181010 Menschenhandel EU Opferschutz
20 Oktober 2010Pada Hari Anti Perdagangan Manusia yang berlaku di seluruh Eropa, Komisi Eropa menuntut perbaikan program perlindungan korban. Hanya segelintir dari ratusan ribu orang yang diselundupkan ke Uni Eropa mendapatkan bantuan yang dibutuhkannya, begitu dikeluhkan Komisaris Urusan Dalam Negeri Uni Eropa Malmström. Dikatakannya, tanpa membedakan apakah tenaga korban diperas sebagai pekerja paksa, atau dieksploitasi secara seksual, praktek perdagangan manusia sama dengan perbudakan.

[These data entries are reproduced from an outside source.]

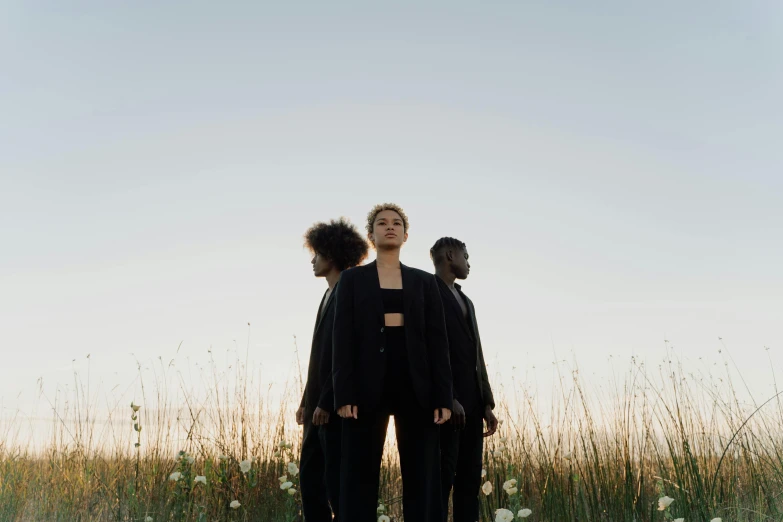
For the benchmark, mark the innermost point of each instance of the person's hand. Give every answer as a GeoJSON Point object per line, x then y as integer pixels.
{"type": "Point", "coordinates": [442, 415]}
{"type": "Point", "coordinates": [320, 417]}
{"type": "Point", "coordinates": [458, 417]}
{"type": "Point", "coordinates": [348, 411]}
{"type": "Point", "coordinates": [491, 420]}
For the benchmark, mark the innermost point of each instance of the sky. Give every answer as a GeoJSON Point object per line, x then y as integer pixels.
{"type": "Point", "coordinates": [614, 168]}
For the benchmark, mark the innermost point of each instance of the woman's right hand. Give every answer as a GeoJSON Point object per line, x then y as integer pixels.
{"type": "Point", "coordinates": [348, 411]}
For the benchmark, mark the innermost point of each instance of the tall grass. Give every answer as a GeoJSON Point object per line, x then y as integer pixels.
{"type": "Point", "coordinates": [578, 451]}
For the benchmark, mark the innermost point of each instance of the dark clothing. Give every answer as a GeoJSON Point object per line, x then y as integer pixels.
{"type": "Point", "coordinates": [393, 301]}
{"type": "Point", "coordinates": [358, 359]}
{"type": "Point", "coordinates": [318, 390]}
{"type": "Point", "coordinates": [461, 450]}
{"type": "Point", "coordinates": [400, 371]}
{"type": "Point", "coordinates": [417, 441]}
{"type": "Point", "coordinates": [320, 459]}
{"type": "Point", "coordinates": [461, 453]}
{"type": "Point", "coordinates": [469, 371]}
{"type": "Point", "coordinates": [319, 470]}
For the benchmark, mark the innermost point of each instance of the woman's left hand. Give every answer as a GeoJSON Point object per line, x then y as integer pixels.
{"type": "Point", "coordinates": [442, 415]}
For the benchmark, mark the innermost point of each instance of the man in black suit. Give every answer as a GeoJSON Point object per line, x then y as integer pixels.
{"type": "Point", "coordinates": [336, 245]}
{"type": "Point", "coordinates": [462, 438]}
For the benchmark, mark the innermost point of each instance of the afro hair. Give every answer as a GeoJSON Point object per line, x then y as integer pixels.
{"type": "Point", "coordinates": [338, 241]}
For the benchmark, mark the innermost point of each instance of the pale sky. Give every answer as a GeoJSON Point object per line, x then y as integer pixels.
{"type": "Point", "coordinates": [615, 169]}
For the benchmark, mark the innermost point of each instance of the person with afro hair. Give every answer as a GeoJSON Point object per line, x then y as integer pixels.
{"type": "Point", "coordinates": [390, 357]}
{"type": "Point", "coordinates": [336, 246]}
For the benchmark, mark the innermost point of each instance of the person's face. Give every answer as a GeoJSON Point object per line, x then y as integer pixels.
{"type": "Point", "coordinates": [321, 265]}
{"type": "Point", "coordinates": [459, 263]}
{"type": "Point", "coordinates": [388, 231]}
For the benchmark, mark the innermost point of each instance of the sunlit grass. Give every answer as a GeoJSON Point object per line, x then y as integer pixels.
{"type": "Point", "coordinates": [618, 451]}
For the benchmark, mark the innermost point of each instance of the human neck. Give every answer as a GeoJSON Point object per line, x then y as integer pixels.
{"type": "Point", "coordinates": [332, 277]}
{"type": "Point", "coordinates": [446, 275]}
{"type": "Point", "coordinates": [388, 258]}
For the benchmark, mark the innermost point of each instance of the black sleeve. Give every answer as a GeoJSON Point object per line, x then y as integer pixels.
{"type": "Point", "coordinates": [438, 346]}
{"type": "Point", "coordinates": [326, 399]}
{"type": "Point", "coordinates": [486, 392]}
{"type": "Point", "coordinates": [343, 349]}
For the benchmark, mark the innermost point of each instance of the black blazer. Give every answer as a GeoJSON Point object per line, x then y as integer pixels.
{"type": "Point", "coordinates": [466, 355]}
{"type": "Point", "coordinates": [318, 390]}
{"type": "Point", "coordinates": [358, 358]}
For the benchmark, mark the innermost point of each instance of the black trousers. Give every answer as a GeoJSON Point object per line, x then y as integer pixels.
{"type": "Point", "coordinates": [418, 442]}
{"type": "Point", "coordinates": [319, 469]}
{"type": "Point", "coordinates": [461, 453]}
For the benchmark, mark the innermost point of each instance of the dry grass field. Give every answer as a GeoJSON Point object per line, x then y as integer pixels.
{"type": "Point", "coordinates": [577, 451]}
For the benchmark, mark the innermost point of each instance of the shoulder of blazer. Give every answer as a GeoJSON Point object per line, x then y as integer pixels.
{"type": "Point", "coordinates": [351, 272]}
{"type": "Point", "coordinates": [420, 274]}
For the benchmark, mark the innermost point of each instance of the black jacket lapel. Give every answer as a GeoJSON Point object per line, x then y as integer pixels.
{"type": "Point", "coordinates": [324, 307]}
{"type": "Point", "coordinates": [373, 283]}
{"type": "Point", "coordinates": [408, 283]}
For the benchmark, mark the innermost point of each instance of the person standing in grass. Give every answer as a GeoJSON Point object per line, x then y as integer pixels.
{"type": "Point", "coordinates": [336, 245]}
{"type": "Point", "coordinates": [390, 357]}
{"type": "Point", "coordinates": [462, 439]}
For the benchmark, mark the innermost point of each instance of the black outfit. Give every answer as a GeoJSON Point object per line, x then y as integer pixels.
{"type": "Point", "coordinates": [400, 371]}
{"type": "Point", "coordinates": [461, 450]}
{"type": "Point", "coordinates": [319, 463]}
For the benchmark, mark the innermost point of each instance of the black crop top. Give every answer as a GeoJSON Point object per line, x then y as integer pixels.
{"type": "Point", "coordinates": [392, 300]}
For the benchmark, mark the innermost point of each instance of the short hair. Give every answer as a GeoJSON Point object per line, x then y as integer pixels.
{"type": "Point", "coordinates": [339, 241]}
{"type": "Point", "coordinates": [377, 209]}
{"type": "Point", "coordinates": [441, 245]}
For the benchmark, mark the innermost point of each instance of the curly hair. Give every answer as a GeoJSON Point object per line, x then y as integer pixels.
{"type": "Point", "coordinates": [377, 209]}
{"type": "Point", "coordinates": [440, 247]}
{"type": "Point", "coordinates": [338, 241]}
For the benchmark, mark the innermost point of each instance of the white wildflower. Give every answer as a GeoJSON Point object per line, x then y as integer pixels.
{"type": "Point", "coordinates": [664, 502]}
{"type": "Point", "coordinates": [486, 488]}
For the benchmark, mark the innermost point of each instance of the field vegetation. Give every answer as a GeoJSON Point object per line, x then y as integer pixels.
{"type": "Point", "coordinates": [651, 444]}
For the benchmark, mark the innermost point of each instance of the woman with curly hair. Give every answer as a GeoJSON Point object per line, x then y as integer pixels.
{"type": "Point", "coordinates": [336, 245]}
{"type": "Point", "coordinates": [390, 357]}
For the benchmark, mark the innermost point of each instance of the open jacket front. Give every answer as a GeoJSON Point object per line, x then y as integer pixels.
{"type": "Point", "coordinates": [358, 348]}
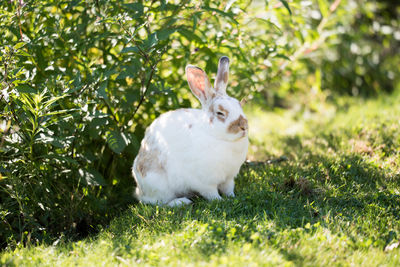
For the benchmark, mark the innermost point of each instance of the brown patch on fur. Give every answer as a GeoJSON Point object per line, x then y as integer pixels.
{"type": "Point", "coordinates": [198, 82]}
{"type": "Point", "coordinates": [225, 77]}
{"type": "Point", "coordinates": [238, 125]}
{"type": "Point", "coordinates": [148, 160]}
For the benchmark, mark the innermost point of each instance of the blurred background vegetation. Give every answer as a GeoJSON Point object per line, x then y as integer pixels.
{"type": "Point", "coordinates": [81, 80]}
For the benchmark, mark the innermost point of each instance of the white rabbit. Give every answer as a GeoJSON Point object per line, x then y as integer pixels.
{"type": "Point", "coordinates": [194, 150]}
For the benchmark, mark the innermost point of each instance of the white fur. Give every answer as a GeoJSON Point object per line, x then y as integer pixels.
{"type": "Point", "coordinates": [197, 154]}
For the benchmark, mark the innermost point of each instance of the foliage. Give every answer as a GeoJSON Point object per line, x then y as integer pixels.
{"type": "Point", "coordinates": [81, 80]}
{"type": "Point", "coordinates": [334, 201]}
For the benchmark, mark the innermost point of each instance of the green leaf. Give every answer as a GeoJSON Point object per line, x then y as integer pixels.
{"type": "Point", "coordinates": [165, 33]}
{"type": "Point", "coordinates": [151, 41]}
{"type": "Point", "coordinates": [284, 2]}
{"type": "Point", "coordinates": [24, 88]}
{"type": "Point", "coordinates": [323, 7]}
{"type": "Point", "coordinates": [116, 141]}
{"type": "Point", "coordinates": [91, 177]}
{"type": "Point", "coordinates": [225, 14]}
{"type": "Point", "coordinates": [137, 8]}
{"type": "Point", "coordinates": [190, 36]}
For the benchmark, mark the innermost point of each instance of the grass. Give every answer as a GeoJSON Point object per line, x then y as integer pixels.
{"type": "Point", "coordinates": [324, 191]}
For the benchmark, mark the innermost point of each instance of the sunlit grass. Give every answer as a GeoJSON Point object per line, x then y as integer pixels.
{"type": "Point", "coordinates": [334, 199]}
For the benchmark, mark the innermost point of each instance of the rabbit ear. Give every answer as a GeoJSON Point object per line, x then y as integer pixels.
{"type": "Point", "coordinates": [222, 75]}
{"type": "Point", "coordinates": [199, 84]}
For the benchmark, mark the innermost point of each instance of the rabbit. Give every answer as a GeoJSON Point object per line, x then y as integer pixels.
{"type": "Point", "coordinates": [189, 151]}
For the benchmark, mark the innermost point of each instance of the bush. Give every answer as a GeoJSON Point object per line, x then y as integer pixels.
{"type": "Point", "coordinates": [81, 80]}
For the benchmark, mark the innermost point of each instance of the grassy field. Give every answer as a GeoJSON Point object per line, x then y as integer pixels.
{"type": "Point", "coordinates": [323, 189]}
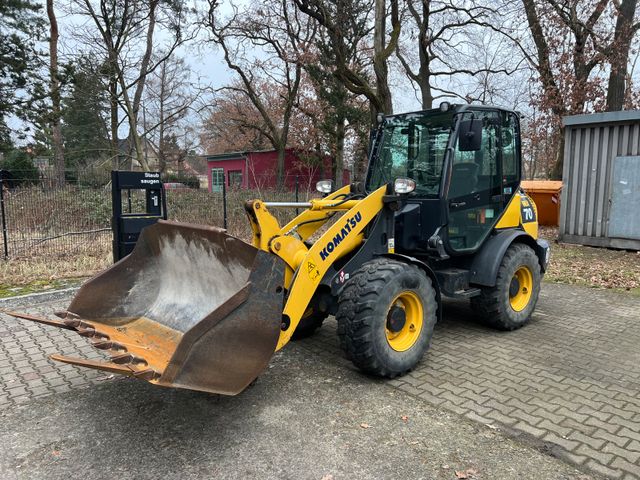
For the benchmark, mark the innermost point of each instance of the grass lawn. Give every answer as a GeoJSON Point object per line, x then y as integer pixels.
{"type": "Point", "coordinates": [573, 264]}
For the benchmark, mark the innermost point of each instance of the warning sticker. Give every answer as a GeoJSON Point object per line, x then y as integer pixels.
{"type": "Point", "coordinates": [312, 271]}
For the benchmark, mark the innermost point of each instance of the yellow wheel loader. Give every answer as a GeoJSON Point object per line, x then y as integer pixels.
{"type": "Point", "coordinates": [440, 213]}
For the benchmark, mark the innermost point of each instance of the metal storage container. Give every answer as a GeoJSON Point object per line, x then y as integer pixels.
{"type": "Point", "coordinates": [600, 202]}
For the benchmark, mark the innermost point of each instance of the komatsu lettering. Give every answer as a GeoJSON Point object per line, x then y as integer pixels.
{"type": "Point", "coordinates": [349, 225]}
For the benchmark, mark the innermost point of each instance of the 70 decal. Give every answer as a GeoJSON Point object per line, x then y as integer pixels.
{"type": "Point", "coordinates": [528, 213]}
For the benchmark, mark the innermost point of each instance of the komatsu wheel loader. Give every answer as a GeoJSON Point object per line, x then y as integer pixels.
{"type": "Point", "coordinates": [441, 213]}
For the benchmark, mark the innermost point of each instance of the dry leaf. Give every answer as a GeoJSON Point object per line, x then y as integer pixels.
{"type": "Point", "coordinates": [464, 474]}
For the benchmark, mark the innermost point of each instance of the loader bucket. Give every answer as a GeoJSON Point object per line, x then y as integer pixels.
{"type": "Point", "coordinates": [191, 307]}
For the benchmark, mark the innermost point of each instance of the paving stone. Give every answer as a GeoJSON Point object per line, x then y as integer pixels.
{"type": "Point", "coordinates": [567, 444]}
{"type": "Point", "coordinates": [566, 374]}
{"type": "Point", "coordinates": [627, 467]}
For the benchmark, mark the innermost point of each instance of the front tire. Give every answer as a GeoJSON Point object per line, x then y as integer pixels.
{"type": "Point", "coordinates": [511, 302]}
{"type": "Point", "coordinates": [308, 325]}
{"type": "Point", "coordinates": [386, 315]}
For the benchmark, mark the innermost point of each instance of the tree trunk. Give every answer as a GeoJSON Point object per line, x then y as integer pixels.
{"type": "Point", "coordinates": [338, 161]}
{"type": "Point", "coordinates": [556, 171]}
{"type": "Point", "coordinates": [56, 132]}
{"type": "Point", "coordinates": [380, 66]}
{"type": "Point", "coordinates": [620, 56]}
{"type": "Point", "coordinates": [134, 108]}
{"type": "Point", "coordinates": [113, 107]}
{"type": "Point", "coordinates": [424, 73]}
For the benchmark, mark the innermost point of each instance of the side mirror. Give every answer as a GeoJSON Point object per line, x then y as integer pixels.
{"type": "Point", "coordinates": [470, 135]}
{"type": "Point", "coordinates": [325, 186]}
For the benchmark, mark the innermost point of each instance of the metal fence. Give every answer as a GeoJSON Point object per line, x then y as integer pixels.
{"type": "Point", "coordinates": [39, 219]}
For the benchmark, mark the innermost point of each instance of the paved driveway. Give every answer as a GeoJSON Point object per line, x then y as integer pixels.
{"type": "Point", "coordinates": [567, 385]}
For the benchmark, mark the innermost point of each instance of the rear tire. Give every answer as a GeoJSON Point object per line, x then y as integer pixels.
{"type": "Point", "coordinates": [386, 315]}
{"type": "Point", "coordinates": [511, 302]}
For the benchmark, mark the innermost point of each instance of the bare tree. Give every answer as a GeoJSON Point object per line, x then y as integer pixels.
{"type": "Point", "coordinates": [126, 33]}
{"type": "Point", "coordinates": [344, 22]}
{"type": "Point", "coordinates": [54, 87]}
{"type": "Point", "coordinates": [618, 54]}
{"type": "Point", "coordinates": [442, 41]}
{"type": "Point", "coordinates": [168, 99]}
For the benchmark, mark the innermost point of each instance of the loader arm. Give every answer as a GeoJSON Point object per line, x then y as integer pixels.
{"type": "Point", "coordinates": [306, 266]}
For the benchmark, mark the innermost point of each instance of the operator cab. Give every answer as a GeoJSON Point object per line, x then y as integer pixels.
{"type": "Point", "coordinates": [465, 161]}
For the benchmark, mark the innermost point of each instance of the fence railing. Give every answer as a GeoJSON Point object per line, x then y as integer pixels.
{"type": "Point", "coordinates": [38, 219]}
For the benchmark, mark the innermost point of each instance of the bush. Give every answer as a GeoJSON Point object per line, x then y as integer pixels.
{"type": "Point", "coordinates": [190, 181]}
{"type": "Point", "coordinates": [21, 168]}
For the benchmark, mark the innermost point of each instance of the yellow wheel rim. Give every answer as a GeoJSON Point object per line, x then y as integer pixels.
{"type": "Point", "coordinates": [521, 289]}
{"type": "Point", "coordinates": [404, 335]}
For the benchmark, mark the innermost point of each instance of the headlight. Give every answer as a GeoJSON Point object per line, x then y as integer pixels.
{"type": "Point", "coordinates": [325, 186]}
{"type": "Point", "coordinates": [403, 185]}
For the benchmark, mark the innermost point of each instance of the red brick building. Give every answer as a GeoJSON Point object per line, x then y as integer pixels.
{"type": "Point", "coordinates": [258, 170]}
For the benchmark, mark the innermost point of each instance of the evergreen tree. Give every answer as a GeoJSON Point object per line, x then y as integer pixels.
{"type": "Point", "coordinates": [84, 122]}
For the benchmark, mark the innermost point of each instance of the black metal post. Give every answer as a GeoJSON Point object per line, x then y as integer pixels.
{"type": "Point", "coordinates": [224, 201]}
{"type": "Point", "coordinates": [297, 188]}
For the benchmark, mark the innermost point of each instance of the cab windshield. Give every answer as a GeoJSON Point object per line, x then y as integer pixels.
{"type": "Point", "coordinates": [413, 146]}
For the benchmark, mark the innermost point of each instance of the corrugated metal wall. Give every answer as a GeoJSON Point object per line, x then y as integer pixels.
{"type": "Point", "coordinates": [589, 153]}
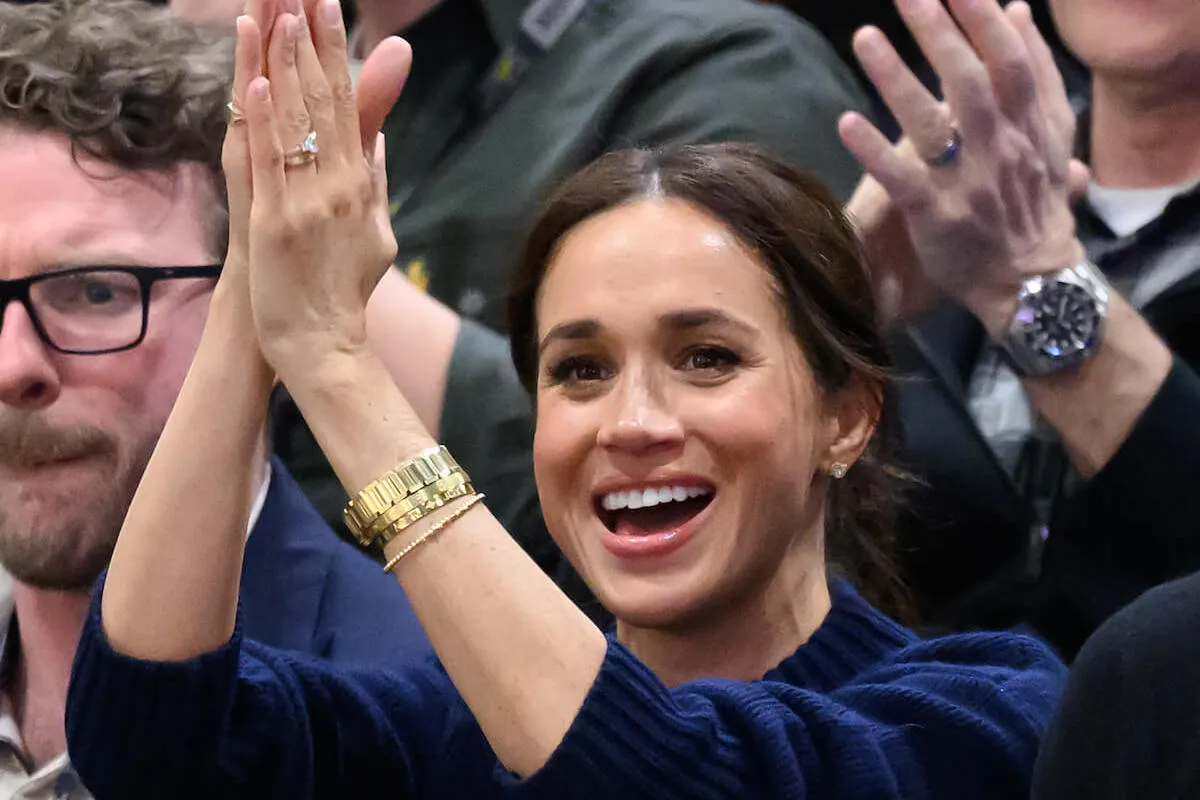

Juni lalu, situasi kelam juga digambarkan Anna Hedh, anggota parlemen Eropa dan pelapor khusus tema perdagangan manusia. Saat itu ia menyebutkan, setiap tahun ada 300 ribu kasus perdagangan manusia yang dilaporkan. Diduga, angka sebenarnya jauh lebih tinggi. Tuturnya, "Pada tahun 2010 ini di Eropa, ada manusia yang masih diperlakukan sebagai budak, meskipun perbudakan sudah dilarang selama 250 tahun. Orang-orang ini dipaksa melacur, mengemis dan diperas tenaganya, mereka diperbudak. Perdagangan manusia adalah kejahatan yang paling kejam di dunia, dan sayangnya sekarang kembali merebak. Kejahatan ini adalah pelanggaran HAM dan kami di Uni Eropa akan melakukan segalanya agar hak azasi manusia dihormati.“
Hasil usaha setiap negara dalam melawan perdagangan manusia ini berbeda-beda. Yang menentukan adalah dukungan dan koordinasi badan kepolisian Eropa, yakni Europol. Steve Harvey, pakar urusan perdagangan manusia di Europol mempertanyakan minimnya upaya penanganan. Keluhnya, "Pengintaian, pengawasan arus komunikasi misalnya, penyadapan telepon, penyusupan organisasi yang diinvestigasi, membayar informan, semua praktek ini termasuk metoda penyelidikan khusus yang digunakan untuk membongkar kegiatan kriminal profesional lainnya, tapi dalam masalah perdagangan manusia, penggunaannya sangat langka. Saya tidak tahu kenapa.“
Menurut Harvey, Uni Eropa harus membangun lingkungan yang menyulitkan operasi kelompok-kelompok pedagang manusia. Sayangnya, sampai kini situasinya tak begitu. Perdagangan manusia menempati peringkat kejahatan yang ketiga teratas, setelah perdagangan narkoba dan senjata. Meskipun begitu kemungkinan untuk terbongkarnya sangat kecil.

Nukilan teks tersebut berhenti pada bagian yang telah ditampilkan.